Революция 2017. Предвидение - Иван Державин
Шрифт:
Интервал:
Закладка:
Глядя на ее осунувшееся лицо с заметно проступавшими морщинками, он проговорил с нежностью в голосе:
– Я-то мужик. Ты о себе подумай. Не пора ли тебе успокоиться? Олег, наверное, ждет, не дождется, когда вы вернетесь в Летное?
– И не говори. Грозится даже жениться и родить, чтобы заставить нас вернуться.
– Он дружит все с той же девушкой, с которой приезжал ко мне в прошлом году?
– Не знаю. У них сейчас все по-другому. Не как у нас. Но, если у него кто родится, я с радостью стану бабушкой. А до этого я еще повоюю за тебя и себя. За тобой я буду следить и чуть что, сразу приеду. Не обижайся, если буду звонить каждый день.

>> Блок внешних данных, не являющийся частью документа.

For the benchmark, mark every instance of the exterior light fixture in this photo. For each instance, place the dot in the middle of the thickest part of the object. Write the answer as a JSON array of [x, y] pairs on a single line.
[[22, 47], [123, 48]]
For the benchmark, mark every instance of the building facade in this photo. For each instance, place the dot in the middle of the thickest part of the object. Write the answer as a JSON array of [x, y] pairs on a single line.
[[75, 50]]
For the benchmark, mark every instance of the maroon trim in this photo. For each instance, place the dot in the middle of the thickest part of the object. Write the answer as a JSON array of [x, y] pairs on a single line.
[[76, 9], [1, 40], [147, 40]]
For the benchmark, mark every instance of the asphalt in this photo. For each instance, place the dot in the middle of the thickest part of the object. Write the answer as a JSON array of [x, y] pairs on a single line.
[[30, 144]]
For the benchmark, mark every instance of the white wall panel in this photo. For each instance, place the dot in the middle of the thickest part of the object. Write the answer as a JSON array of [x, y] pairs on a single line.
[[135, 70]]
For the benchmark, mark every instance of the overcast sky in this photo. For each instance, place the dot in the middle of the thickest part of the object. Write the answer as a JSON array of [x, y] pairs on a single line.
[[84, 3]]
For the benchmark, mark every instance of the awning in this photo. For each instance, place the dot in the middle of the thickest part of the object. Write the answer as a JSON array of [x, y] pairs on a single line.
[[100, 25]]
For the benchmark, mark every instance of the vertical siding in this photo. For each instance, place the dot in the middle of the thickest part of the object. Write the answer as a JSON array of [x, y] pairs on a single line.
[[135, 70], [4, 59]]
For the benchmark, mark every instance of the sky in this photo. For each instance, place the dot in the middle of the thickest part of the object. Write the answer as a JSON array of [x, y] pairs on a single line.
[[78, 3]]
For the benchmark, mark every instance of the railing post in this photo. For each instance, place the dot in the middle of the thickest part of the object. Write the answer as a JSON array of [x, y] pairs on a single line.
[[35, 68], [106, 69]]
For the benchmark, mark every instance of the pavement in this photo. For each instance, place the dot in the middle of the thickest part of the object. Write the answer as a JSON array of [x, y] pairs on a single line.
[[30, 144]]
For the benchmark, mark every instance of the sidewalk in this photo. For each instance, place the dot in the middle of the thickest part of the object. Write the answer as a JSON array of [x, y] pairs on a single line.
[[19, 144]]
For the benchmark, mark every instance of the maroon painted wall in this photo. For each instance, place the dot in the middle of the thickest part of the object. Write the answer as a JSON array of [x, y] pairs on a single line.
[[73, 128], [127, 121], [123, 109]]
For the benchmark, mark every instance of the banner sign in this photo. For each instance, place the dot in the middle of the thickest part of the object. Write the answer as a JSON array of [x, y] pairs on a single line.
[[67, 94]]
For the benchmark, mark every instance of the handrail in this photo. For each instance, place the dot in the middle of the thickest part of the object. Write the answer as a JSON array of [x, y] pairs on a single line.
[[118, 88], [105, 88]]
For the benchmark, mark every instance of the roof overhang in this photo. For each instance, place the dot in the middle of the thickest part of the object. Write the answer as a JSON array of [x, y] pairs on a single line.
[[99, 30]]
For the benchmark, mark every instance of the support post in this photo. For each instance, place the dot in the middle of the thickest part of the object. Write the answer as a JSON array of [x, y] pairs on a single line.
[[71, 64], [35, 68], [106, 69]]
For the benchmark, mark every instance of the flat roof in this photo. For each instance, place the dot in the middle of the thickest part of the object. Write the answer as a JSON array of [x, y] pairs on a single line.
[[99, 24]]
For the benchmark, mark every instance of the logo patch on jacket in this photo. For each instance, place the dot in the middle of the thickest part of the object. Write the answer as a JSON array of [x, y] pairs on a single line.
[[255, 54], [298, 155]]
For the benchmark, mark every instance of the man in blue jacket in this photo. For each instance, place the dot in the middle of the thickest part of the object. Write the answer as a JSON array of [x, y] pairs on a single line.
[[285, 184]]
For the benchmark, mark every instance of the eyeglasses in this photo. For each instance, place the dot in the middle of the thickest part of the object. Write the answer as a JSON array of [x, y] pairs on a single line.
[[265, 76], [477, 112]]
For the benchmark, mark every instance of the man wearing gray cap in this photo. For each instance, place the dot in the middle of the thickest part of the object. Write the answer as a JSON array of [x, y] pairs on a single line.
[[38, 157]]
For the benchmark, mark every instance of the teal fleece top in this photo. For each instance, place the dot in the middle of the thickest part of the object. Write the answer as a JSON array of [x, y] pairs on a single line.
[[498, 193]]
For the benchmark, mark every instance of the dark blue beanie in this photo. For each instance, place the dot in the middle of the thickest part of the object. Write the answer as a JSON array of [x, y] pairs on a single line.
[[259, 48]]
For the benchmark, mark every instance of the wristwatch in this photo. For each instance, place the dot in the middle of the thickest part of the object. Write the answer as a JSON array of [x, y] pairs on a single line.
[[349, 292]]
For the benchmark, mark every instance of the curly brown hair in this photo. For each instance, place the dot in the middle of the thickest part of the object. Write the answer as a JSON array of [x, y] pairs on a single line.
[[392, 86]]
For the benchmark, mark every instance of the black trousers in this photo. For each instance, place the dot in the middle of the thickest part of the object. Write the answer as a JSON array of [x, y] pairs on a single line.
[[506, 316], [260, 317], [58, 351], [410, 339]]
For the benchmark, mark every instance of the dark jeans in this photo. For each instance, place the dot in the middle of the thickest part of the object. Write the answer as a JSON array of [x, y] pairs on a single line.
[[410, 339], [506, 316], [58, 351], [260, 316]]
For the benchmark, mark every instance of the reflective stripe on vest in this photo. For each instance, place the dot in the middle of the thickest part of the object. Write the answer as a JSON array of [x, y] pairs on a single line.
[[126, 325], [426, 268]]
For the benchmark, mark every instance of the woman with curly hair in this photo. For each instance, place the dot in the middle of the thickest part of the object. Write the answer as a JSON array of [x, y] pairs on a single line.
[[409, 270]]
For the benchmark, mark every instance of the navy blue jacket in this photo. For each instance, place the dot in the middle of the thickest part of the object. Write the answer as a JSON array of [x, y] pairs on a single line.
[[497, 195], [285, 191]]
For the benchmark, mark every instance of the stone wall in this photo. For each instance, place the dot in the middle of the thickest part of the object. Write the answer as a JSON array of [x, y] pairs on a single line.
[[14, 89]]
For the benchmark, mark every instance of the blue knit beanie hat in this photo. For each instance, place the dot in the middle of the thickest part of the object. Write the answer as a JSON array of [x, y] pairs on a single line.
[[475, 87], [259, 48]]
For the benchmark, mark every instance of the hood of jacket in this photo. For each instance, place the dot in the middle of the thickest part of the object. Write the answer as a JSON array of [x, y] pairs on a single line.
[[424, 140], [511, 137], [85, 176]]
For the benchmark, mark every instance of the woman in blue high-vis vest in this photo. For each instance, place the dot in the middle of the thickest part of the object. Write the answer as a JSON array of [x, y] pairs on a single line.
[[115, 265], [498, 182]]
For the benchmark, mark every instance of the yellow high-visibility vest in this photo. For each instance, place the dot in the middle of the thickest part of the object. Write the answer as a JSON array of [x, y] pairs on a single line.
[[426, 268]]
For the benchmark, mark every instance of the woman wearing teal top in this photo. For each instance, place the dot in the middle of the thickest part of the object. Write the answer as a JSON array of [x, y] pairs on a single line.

– И звони и приезжай, я буду только рад.
– И вот, что. Они правы. Тебе сейчас никак нельзя высовываться. Попридержи себя хотя бы до выборов. Ими займутся без тебя.
***
Он почувствовал в себе какую-то опустошенность, может быть, впервые после той ночи, когда проснулся без памяти. Конечно, нынешнее его состояние, было несравнимо с тем, и все же ему было не хорошо. Он чувствовал, что у него начинается новый этап его жизни. Единственное, что он твердо знал: этот этап будет нелегким, и к нему надо быть готовым во всеоружии.

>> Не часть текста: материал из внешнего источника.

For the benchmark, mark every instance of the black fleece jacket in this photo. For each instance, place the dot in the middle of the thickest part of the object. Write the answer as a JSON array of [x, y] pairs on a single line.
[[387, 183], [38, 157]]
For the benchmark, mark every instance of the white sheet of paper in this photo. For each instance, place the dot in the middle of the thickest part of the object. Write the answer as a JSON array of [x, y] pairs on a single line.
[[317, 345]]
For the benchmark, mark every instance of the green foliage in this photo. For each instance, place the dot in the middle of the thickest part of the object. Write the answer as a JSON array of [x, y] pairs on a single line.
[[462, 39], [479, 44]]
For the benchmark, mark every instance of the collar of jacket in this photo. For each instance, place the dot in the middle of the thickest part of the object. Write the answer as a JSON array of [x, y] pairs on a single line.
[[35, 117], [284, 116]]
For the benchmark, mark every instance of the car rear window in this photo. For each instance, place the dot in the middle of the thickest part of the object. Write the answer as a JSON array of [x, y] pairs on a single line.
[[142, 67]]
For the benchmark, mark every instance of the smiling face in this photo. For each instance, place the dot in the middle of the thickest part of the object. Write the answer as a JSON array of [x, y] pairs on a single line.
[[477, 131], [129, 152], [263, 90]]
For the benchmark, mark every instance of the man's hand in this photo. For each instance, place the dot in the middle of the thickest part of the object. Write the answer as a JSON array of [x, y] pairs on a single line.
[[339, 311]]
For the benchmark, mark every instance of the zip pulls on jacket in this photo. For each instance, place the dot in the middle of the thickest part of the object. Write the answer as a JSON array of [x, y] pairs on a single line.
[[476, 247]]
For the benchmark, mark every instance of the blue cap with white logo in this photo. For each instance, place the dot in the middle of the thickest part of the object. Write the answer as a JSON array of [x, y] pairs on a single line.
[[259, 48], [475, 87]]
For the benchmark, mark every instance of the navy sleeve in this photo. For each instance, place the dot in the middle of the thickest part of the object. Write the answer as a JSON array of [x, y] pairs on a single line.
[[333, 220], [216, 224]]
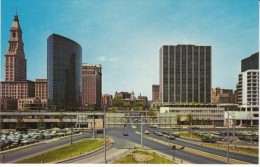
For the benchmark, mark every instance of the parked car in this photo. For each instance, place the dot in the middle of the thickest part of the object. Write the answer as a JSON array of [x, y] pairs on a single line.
[[125, 133], [146, 132], [208, 140], [171, 137], [158, 133], [175, 134], [3, 144]]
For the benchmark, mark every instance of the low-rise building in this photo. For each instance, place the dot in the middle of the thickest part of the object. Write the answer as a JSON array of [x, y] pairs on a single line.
[[200, 114], [8, 104]]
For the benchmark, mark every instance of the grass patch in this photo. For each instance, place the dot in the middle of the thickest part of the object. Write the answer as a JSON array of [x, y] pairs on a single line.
[[189, 135], [143, 157], [231, 148], [65, 152]]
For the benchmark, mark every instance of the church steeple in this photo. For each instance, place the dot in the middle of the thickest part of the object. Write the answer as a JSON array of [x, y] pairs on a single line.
[[15, 62]]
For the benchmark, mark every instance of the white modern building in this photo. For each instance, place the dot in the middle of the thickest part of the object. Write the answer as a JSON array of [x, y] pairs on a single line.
[[248, 92], [201, 114]]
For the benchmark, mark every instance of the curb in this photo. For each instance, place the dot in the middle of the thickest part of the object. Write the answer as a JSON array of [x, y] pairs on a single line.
[[85, 154]]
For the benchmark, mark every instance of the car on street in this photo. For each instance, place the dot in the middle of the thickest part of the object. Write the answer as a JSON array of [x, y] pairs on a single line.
[[171, 137], [209, 140], [125, 133], [146, 132]]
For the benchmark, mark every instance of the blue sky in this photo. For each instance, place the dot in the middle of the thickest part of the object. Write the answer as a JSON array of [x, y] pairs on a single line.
[[125, 36]]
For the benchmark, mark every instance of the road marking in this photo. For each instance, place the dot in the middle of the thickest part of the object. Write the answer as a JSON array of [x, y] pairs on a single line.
[[198, 152]]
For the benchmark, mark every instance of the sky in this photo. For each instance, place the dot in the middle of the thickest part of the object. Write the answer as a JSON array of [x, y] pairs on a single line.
[[125, 36]]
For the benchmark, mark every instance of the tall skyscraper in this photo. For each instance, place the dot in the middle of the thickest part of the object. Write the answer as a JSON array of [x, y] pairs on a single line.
[[15, 85], [91, 86], [41, 89], [250, 63], [64, 61], [15, 62], [185, 73], [248, 82], [155, 93]]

На следующий день была суббота. Всю ночь шел второй снег, ложившийся уже на мерзлую землю, а значит, надолго. Чтобы отвлечься, Костя созвонился с Женей и предложил ему съездить в Колину деревню. Катя и Оля ездили туда регулярно, а мужьям все было недосуг. Женщины, узнав об этом, захотели присоединиться к ним, взяв с собой и детей, тем более что Любушка и Николка в субботу не учились, а шестикласснику Вадику разрешили пропустить уроки. Дети были несказанно рады, так как за домом был крутой берег реки, и лучшего места для лыжников и саночников нельзя было придумать.
Костя и Женя, расчистив двор от снега и наколов для русской бани дрова, в кои годы уселись за шахматы, с трудом припоминая дебюты. Не дав доиграть партию, женщины позвали их к столу. В самый разгар застолья, когда, напившись, словно дворники в день получки, они запели под гитару, к ним прибежала Марфуша, выдавшая матерные частушки про демократию. Самая приличная из них оказалась вот эта: «Во всех бедах виноваты либералы – демократы. Они – в рот бы их е..ать – лишь умеют воровать». Катя, знавшая Марфушу с пеленок, как добрую и скромную тетю, не верила своим ушам.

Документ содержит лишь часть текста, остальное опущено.